Data Factories for Real-time Public Health Bio-Surveillance

Data Factories for Real-time Public Health Bio-Surveillance

Data Factories for Real-Time Public Health Bio-Surveillance

In this Data Factories project, you explore how to build and use a new kind of tool called a data factory. This factory helps you track public health in real time by using a system called Fast Healthcare Interoperability Resources, or FHIR.

FHIR, created by a group called HL7, lets you share health data electronically in a modern, web-based way. As a result, this system is changing how doctors and public health teams use data.

Purpose of the Data Factories project

Your main goal is to use FHIR to monitor health trends as they happen. Specifically, you focus on illnesses that affect the lungs and breathing.

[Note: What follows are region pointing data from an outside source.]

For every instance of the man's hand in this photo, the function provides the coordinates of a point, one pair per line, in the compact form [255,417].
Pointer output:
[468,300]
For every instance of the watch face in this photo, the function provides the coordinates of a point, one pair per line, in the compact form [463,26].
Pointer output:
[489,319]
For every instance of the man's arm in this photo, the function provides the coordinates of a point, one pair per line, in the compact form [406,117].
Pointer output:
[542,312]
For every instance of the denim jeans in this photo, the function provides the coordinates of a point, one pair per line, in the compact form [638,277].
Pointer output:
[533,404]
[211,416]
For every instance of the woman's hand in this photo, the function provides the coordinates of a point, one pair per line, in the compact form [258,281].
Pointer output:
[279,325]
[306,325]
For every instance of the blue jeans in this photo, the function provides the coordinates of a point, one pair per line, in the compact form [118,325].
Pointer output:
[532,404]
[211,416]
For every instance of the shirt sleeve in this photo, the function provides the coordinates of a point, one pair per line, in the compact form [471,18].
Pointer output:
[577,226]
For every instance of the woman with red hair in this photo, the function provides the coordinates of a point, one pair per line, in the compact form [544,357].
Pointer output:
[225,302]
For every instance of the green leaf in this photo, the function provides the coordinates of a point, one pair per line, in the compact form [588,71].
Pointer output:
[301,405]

To do this, you build a data factory that works with electronic health records, or EHRs. This factory lets you collect, clean, and study both clinical and lab data quickly.

In this project, you track three key things:

  • When patients visit the hospital with signs of respiratory illness.
  • When patients are diagnosed with flu or other viruses
  • When labs test for the flu or similar viruses.

You use real hospital data from MedStar Health, which runs 10 hospitals in Maryland, Virginia, and Washington, D.C.

Project Framework

To make this work, you follow three main steps:

  • First, you explore the data and figure out what to collect. You also decide which health signs to track.
  • Next, you build and run a pipeline using FHIR. This pipeline helps you pull data from the hospitals in near real time.
  • Finally, you test the system. You check if it works well, gives accurate results, and provides data fast enough to be useful.

Along the way, you use a flowchart to show how everything fits together. This chart helps you see how data moves from records to insights.

Executive Summary

The framework includes the research questions, phases, tasks, and methods.

A flowchart showing the three phases of Data Factories: exploration, execution and evaluation, of real-time monitoring of trends in healthcare utilization and lab testing

FHIR Flowchart

The workflow of using FHIR for public health surveillance.

The workflow of using FHIR for public surveillance

Why This Matters

Because of illnesses like COVID-19 and the flu, it’s more important than ever to track public health fast. Using a data factory powered by FHIR, you can help health leaders react quickly.

In the long run, this project shows how technology can support smarter and faster public health work.